Nedda turned red with embarrassment, as though she were the one doing someone a favour.
Then, after a moment, she said, ‘If the priest were to say Mass for my mother tomorrow, I would give him two days’ pay when the bean harvest comes.’

‘I’ve already had him say Mass for her,’ Zio Giovanni replied.

‘Oh!
My poor dead mother will be praying for you in return!’ the girl murmured, huge tears filling her eyes.

When Zio Giovanni finally left, and she heard his footsteps trailing away into the distance, she closed the door and lit a candle.
She now felt all alone in the world, and afraid to sleep in the little bed where she had always lain down beside her mother.

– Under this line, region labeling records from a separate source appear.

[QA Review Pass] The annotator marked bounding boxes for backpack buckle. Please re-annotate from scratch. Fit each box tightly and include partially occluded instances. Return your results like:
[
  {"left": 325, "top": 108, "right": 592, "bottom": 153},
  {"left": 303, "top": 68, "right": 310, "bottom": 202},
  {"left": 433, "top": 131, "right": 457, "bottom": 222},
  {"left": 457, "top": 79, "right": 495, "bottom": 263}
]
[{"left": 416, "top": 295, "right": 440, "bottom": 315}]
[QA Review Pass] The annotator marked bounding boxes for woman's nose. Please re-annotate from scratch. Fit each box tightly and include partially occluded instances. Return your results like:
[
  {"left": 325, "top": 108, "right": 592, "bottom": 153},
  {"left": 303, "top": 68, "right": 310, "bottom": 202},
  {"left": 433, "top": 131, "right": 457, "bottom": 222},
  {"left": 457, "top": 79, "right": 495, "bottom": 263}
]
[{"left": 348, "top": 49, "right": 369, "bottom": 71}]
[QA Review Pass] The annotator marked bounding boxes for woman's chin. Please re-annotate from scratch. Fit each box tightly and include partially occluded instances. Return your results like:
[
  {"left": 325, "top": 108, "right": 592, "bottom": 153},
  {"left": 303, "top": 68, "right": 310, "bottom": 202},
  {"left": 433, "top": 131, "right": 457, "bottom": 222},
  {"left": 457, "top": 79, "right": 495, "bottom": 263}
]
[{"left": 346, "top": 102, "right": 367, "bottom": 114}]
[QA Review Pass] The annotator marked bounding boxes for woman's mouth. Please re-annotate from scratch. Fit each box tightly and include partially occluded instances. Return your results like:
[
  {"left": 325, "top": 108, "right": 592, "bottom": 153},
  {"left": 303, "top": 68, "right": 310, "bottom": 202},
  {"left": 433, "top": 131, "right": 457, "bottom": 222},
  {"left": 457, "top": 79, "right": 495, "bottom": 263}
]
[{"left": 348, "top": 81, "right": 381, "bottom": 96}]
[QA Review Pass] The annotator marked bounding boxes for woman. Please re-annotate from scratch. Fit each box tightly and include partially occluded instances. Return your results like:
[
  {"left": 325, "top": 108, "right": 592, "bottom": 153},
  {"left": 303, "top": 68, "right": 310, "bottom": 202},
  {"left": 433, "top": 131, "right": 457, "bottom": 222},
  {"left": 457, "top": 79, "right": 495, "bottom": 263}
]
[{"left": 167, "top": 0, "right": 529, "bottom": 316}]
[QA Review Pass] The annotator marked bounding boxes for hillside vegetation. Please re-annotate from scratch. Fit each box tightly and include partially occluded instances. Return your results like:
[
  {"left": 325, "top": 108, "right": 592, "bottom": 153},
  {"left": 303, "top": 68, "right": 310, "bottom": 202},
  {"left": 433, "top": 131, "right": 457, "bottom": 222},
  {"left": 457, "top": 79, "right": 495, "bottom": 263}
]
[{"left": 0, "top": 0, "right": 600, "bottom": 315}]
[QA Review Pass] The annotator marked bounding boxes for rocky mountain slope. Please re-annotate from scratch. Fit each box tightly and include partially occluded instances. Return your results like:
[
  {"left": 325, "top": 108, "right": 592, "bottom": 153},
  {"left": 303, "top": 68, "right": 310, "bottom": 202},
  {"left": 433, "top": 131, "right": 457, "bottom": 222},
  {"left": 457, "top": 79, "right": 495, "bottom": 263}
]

The girls in the village spoke ill of her for going to work the very next day after her mother’s funeral, and for not wearing mourning.
The parish priest gave her a sound telling off when he caught sight of her the following Sunday in her doorway sewing up her overall, which she had dyed black, the only sign of mourning the poor girl was able to display, and he took all this as his text for preaching in church against the evil habit of failing to observe feast days and the sabbath.

So as to requite her dreadful sin, the poor girl went and worked in the parish priest’s field for two days to persuade him to say Mass for her dead mother on Sundays and the first Monday of the month.
The girls in their Sunday best drew away from her in the church pew or giggled behind her back, and when the young men shouted coarse witticisms at her as she came out of the church, she wrapped her tattered mantilla tightly round her head and hurried off, fixing her eyes on the ground and allowing no bitter thought to disturb the serenity of her prayer.
Sometimes she would tell herself she deserved their contempt because she was so poor, at others, holding out her two strong arms, she would say to herself, ‘Blessed be the Lord that gave them to me!’ and she would go on her way with a smile.